Immutep Limited announced safety and initial efficacy data from the first ever 90mg dosing of eftilagimod alpha (efti) in combination with weekly paclitaxel in patients from the safety lead-in (N=6) of the AIPAC-003 Phase II/III trial. Updated safety data from patients with HR-positive/HER2-negative/low metastatic breast cancer (MBC) treated with this innovative immuno-oncology (IO)-chemotherapy combination reveal no treatment-emergent serious adverse events. Additionally, all treatment-emergent adverse events during the safety observation period to date have been of mild severity.

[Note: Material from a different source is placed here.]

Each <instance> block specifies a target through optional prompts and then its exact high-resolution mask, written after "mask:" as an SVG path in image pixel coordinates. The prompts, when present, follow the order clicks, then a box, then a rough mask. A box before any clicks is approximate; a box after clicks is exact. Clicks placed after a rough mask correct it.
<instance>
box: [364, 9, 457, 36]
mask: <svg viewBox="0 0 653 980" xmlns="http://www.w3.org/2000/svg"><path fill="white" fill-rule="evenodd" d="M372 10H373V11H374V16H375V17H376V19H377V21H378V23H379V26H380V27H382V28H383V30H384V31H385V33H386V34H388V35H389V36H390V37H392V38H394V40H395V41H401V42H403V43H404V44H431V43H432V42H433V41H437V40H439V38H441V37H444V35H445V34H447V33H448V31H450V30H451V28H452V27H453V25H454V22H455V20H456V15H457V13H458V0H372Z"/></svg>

Initial efficacy reports show these six MBC patients, who exhausted all endocrine therapy including cyclin-dependent kinase 4/6 (CDK4/6) inhibitors, exhibited encouraging results achieving a 50% overall response rate, including one complete response and two partial responses, and a 100% disease control rate overall with the remaining three patients having stable disease as best response.Acknowledging the early nature of these results, efti with paclitaxel historically has shown a dose-dependent effect in MBC and has in some cases also led to stable disease patients becoming partial responders after six months. The biologically active 30mg efti dose, previously the highest dose of efti ever tested, has demonstrated a stronger immune response and greater efficacy than lower dosing levels (1mg, 6mg) in multiple clinical trials. The ongoing randomized Phase II portion of the trial, which will include up to 58 evaluable patients, is focused on whether 90mg efti dosing is safe and more efficacious than 30mg dosing.

This portion of the trial has enrolled 23 patients to date. Importantly, the determination of the optimal biological dose in AIPAC-003 is directly tied to the FDA's Project Optimus initiative and is relevant for the entire efti program. Further updates from AIPAC-003 will be provided in CY2024.